Quelles sont concrètement les difficultés que rencontrent les forces de l’ordre sur le terrain ? Eléments de réponse avec Bruno Beschizza, ancien officier de policie devenu conseiller régional UMP de Seine-Saint-Denis.

JOL Press : « Tendues, les forces de l’ordre souhaiteraient être soutenues dans leur action par l’autorité judiciaire », expliquent les préfets de 101 départements de France. Qu’en pensez-vous ?

Bruno Beschizza : Ce rapport reprend les grandes lignes de ce que disent les syndicats de police depuis longtemps, qu’ils soient de droite comme de gauche. Ce malaise développé chez les policiers avait été soulevé en décembre par le général Soubelet, le numéro 3 de la gendarmerie, qui avait déclaré, devant la commission parlementaire de « lutte contre l’insécurité », que la réponse pénale était en décalage avec les infractions constatées.

La question qui se pose aujourd’hui aux gendarmes et aux policiers porte sur le sens de leur métier. On peut demander ce que l’on veut aux policiers, mais si, systématiquement, ce qu’ils font est défait par la justice – je préfère parler de justice car je ne souhaite pas opposer le magistrat au policier – leur métier n’a plus de sens ni pour eux ni pour leurs concitoyens. Cela ne sert à rien de communiquer sur le recrutement de davantage de policiers si leur travail est sapé. L’augmentation du nombre de cambriolages ne signifie pas qu’il y a plus de cambrioleurs en France mais que les cambrioleurs ne sont pas arrêtés et continuent de cambrioler.

JOL Press : Comment expliquer que l’autorité judiciaire n’aille pas au bout du travail opéré par les policiers et les gendarmes sur le terrain ?

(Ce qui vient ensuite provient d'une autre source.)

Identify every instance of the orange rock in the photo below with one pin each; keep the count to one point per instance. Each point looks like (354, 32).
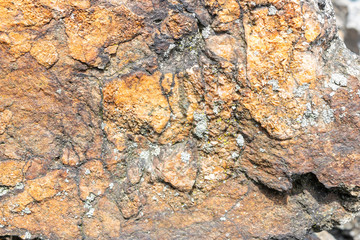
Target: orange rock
(45, 53)
(93, 179)
(139, 99)
(179, 167)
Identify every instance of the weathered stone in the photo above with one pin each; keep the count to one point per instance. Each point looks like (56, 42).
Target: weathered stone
(176, 120)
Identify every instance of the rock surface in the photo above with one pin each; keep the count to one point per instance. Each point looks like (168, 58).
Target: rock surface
(176, 119)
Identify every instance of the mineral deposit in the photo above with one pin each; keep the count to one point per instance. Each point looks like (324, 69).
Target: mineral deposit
(176, 119)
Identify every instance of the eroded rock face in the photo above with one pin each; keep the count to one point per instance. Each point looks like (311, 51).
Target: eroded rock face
(176, 120)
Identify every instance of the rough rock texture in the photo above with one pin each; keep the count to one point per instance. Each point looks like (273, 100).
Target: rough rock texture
(213, 119)
(348, 17)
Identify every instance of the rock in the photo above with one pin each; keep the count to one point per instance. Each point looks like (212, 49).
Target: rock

Bruno Beschizza : Je crois qu’il y a, pour commencer, de réels problèmes matériels avec un sous-dimensionnement de l’appareil carcéral. Je serais pour la construction de 20 000 à 30 000 places de prison supplémentaires, malgré l’introduction en 2009 par Rachida Dati du principe d’aménagement des peines pour toute personne condamnée jusqu’à deux ans de prison. Il faut plus de places en prison pour mieux emprisonner, en fonction de la dangerosité et des délits commis.

Mais à ces problèmes matériels s’ajoutent des problèmes d’ordre idéologique. Depuis la conférence de consensus sur la prévention de la récidive lancée par Christiane Taubira, qui a eu lieu en février dernier, une idée se développe selon laquelle ce serait la prison qui développerait la récidive. En tant qu’ancien policier et élu de Seine Saint-Denis, je sais pour ma part que tant qu’un voyou est en prison il ne cause plus de tort.

JOL Press : Considérez-vous que la situation s’est dégradée ces dernières années ou déjà, lorsque vous étiez dans la police, vous rencontriez les mêmes problèmes ?

Bruno Beschizza : Quand j’étais dans la police, nous nous heurtions aussi au décalage entre notre travail et celui de la justice mais il y avait moins d’idéologie. En Seine Saint-Denis, certaines peines plancher ne sont pas appliquées sciemment par les magistrats. Aujourd’hui, les vrais voyous, ceux qui ont commis des crimes, n’ont plus peur de la police et de la gendarmerie, ils n’ont plus peur de la loi parce qu’ils savent que la loi ne le mènera que très rarement à la prison ou à une vraie sanction. Jusqu’aux années 90, les vrais voyous étaient vis-à-vis des forces de l’ordre dans un sentiment de crainte mélangé au respect.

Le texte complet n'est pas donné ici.